Eritrean troops 'committed war crimes' in Ethiopia after peace deal: Amnesty

Eritrean troops supported Ethiopian federal forces in the brutal two-year war in Tigray (Aude GENET)
Eritrean troops supported Ethiopian federal forces in the brutal two-year war in Tigray (Aude GENET)

Eritrean troops allied with Ethiopia's government "committed war crimes and possible crimes against humanity" in Tigray, raping, enslaving and executing civilians for months after the signing of a peace agreement, Amnesty International said Tuesday.

Dubbed the "North Korea" of Africa, Eritrea was sanctioned by the United States in 2021 after sending troops into Tigray in support of Ethiopia's federal forces, with its soldiers accused of murder, rape and looting during the two-year war.

The deal inked in November 2022 between Ethiopia's government and Tigrayan rebels called for the withdrawal of foreign forces from the region.

But Eritrea was not a party to the agreement and its troops continue to be present in border areas, according to residents.

Amnesty interviewed 49 people in May and June in the border districts of Mariam Shewito and Kokob Tsibah, corroborating their testimonies with satellite imagery as well as the accounts of social workers, medical experts and government officials.

"Despite the signing of the Cessation of Hostilities Agreement, atrocities against civilians in Tigray continued with Eritrean soldiers subjecting women to horrific abuse including rape, gang rape and sexual enslavement, while civilian men were extrajudicially executed," said Tigere Chagutah, Amnesty's East and Southern Africa director.
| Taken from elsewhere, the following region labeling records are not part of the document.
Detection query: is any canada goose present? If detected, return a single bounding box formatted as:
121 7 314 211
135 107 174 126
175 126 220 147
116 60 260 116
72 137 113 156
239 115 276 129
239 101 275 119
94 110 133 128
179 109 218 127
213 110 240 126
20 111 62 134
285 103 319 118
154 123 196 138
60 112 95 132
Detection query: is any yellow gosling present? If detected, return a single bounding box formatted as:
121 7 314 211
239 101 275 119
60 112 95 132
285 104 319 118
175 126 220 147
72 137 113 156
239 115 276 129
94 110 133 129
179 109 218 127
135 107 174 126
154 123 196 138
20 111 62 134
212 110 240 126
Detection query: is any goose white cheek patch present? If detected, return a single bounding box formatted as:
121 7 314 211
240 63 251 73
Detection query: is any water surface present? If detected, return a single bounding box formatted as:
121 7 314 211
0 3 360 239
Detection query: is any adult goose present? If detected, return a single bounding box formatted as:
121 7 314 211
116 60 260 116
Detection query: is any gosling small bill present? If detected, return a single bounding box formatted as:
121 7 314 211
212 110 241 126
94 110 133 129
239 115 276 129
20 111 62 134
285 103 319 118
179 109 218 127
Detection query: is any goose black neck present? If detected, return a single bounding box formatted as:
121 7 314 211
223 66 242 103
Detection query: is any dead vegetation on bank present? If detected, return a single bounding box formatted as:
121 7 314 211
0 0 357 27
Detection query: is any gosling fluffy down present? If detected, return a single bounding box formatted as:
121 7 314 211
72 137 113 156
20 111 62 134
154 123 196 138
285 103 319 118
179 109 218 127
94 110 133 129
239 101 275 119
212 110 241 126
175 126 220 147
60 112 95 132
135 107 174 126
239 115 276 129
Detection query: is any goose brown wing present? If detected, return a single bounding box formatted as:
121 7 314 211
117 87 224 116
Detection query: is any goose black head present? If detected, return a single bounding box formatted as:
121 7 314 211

"The serious violations documented in this report amount to war crimes and possibly crimes against humanity," the rights watchdog said.

Some women were raped inside an Eritrean military camp while others were attacked and kept prisoner in their own homes.

A single mother of three told Amnesty she was repeatedly raped for three months and held in a military camp with 14 other women.

"They kept taking turns raping me," she said, adding that the soldiers also deprived their victims of food and water.

Another woman, aged 37, said she was beaten and raped for nearly three months by soldiers inside her own home.

"They told me, 'Whether you shout or not, no one is going to come and rescue you.' And then they raped me."

- 'Executing civilians' -

Amnesty also documented the execution of 24 civilians, including one woman, between November 2022 and January 2023, citing interviews with survivors, eyewitnesses, victims' families and local officials.

The Eritrean and Ethiopian authorities did not respond to Amnesty's preliminary findings, the rights group said, urging both governments to investigate the allegations.

Amnesty called on the UN's Human Rights Council to renew the mandate of the International Commission of Human Rights Experts on Ethiopia next week.

In its first report published last September the commission said it had found evidence of widespread violations by all sides and accused Ethiopia and Eritrea of possible war crimes and crimes against humanity.

Amnesty also urged the African Union's rights commission to "rescind its decision" to scrap an investigation into atrocities in Tigray without publishing a report on its findings or recommendations.

Ethiopia has repeatedly rejected international efforts to investigate abuses connected with the war in Tigray and warned that any probes could undermine the progress of the AU-brokered peace agreement.

During a rare press conference in Kenya earlier this year, Eritrean President Isaias Afwerki dismissed accusations of rights abuses by Eritrean troops in Tigray as "fantasy".

Despite the peace deal, media access to Tigray remains restricted and it is impossible to independently verify the situation on the ground.